Besides illustrating the intra-cell-line heterogeneity at a given time, our study also measured the dynamic nature of cellular states by combining the cellular genetic barcode tracing technique and demonstrated that, in some cell lines, the daughter cells from the same progenitor might enter different transcriptomic statuses, suggesting that even apparently homogeneous cells may have latent variability.

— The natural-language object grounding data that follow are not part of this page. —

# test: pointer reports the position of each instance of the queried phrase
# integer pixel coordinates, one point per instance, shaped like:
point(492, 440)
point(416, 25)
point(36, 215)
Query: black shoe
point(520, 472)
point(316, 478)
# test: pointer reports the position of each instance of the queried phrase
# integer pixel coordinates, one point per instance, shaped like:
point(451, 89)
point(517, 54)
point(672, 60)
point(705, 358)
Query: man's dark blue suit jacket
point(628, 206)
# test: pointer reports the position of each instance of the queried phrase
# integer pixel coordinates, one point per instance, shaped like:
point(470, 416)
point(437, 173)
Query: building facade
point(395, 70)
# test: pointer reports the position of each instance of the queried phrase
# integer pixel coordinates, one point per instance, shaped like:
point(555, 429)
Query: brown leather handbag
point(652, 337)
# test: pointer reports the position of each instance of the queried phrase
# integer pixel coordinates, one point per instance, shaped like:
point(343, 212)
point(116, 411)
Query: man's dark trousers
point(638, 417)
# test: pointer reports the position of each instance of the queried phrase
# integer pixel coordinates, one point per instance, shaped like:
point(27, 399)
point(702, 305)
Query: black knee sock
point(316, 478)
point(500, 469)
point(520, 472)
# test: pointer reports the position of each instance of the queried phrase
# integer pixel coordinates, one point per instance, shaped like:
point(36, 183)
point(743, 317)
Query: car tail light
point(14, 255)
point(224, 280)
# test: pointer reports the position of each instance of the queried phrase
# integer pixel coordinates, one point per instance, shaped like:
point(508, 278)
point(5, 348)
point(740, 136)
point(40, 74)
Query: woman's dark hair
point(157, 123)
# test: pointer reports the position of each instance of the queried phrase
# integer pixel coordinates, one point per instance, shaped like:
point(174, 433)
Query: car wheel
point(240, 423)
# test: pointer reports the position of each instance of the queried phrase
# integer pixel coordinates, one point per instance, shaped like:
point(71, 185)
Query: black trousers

Such latent variability was also observed in the hypoxia experiment, where hypoxia treatment drove the heterogeneous cellular response from the same cell line, even from the same subpopulation. the emergence of a new transcriptomic subcluster in DLD-1 and SW620 cell lines. This suggests that transcriptomic heterogeneity within cancer cell lines may be far more complex than we observed under normal culture conditions, or the current scRNA-seq technique is not sensitive enough to reveal the latent variability. Therefore, we further investigated if the latent transcriptomic variability could be observed at the epigenomic level by using scATAC-seq, given epigenomic heterogeneity may reflect not only the present but also the past and future cell status. Indeed, within one transcriptomic subcluster, differential primed chromatin states driven by specific TFs preceded hypoxia. This reminds us that when targeting observed heterogeneous transcriptional programs for cancer therapy, cells may evolve new mechanisms to overcome the treatment and the knowledge of epigenetic heterogeneity may help us to predict and prevent it from happening.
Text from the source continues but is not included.